2.2. Procedure and Data Collection

The study was conducted in the Department of Electrical & Computer Engineering and Computer Science at Jackson State University. The experimental protocol was approved by the Institutional Review Board (IRB) at Jackson State University in the state of Mississippi [40]. Four healthy participants, two females and two males in the age range (20–56), with no speech loss, no hearing loss, and with no neurological or movement disorders, participated the experiment and signed their written informed consent. Each participant was a native English speaker. None of the participants had any previous BCI experience and contributed to approximately one hour of recording. In this work, the participants are classified by aliases “sub-01” through “sub-04”. The age, gender, and language information about the participating subjects is provided in Table 1.
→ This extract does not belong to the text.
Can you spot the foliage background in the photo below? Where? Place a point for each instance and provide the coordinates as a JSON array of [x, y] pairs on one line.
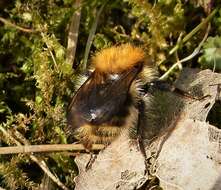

The experiment was designed to record the brain’s activities while imagining speaking a specific command. When we usually talk to each other, our reactions will be based on what we hear or sometimes on what we see. Therefore, we could improve the accuracy of classifying different commands by allowing participants to respond to an audio question. Each participant was seated in a comfortable chair in front of another chair where a second participant would announce the question as an audio cue. To familiarize the participant with the experimental procedures, all experiment steps were explained before the experiment date and before signing the consent form. The experimental procedures were explained again during the experiment while the EEG headset and the external electrodes were placed. The setup procedure took approximately 15 min. Four commands were chosen to be imagined as a response to the question: “Where do you want to go?” A hundred recordings were acquired for each command, with each participant completing 25 recordings. Each recording lasted approximately 2 min and required two participants to be present. Unlike the procedure in [24,25], we did not set a specific number for each command to be repeated. When the recording began, the question was announced after 10 to 12 s as audio cues by one of the other three participants. After 10 s, the participant started executing his response for 60 s by continuously imagining saying the required command, and the recording was stopped after 10 s. In each recording, the participant responded by imagining saying the specified command, which was one of the four commands. Since we have four commands, the total recorded EEG dataset for all was 400 recordings.

The recorded EEG dataset for all 400 recordings was labeled and stored; then, the EEG dataset was imported into MATLAB to prepare it for processing. The EEG dataset was processed and classified together without separating them according to their corresponding participants, so that we could evaluate our designed algorithm according to its performance in dealing with a dataset from different subjects. For each command, the first 25 recordings were for subject 1, the second 25 recordings were for subject 2, etc. After finishing the classification process, the results were labeled according to the order of the participant’s dataset. Figure 2 illustrates the recording and signal processing procedures. Figure 3 shows a sample of the recorded 8-channel raw EEG signals.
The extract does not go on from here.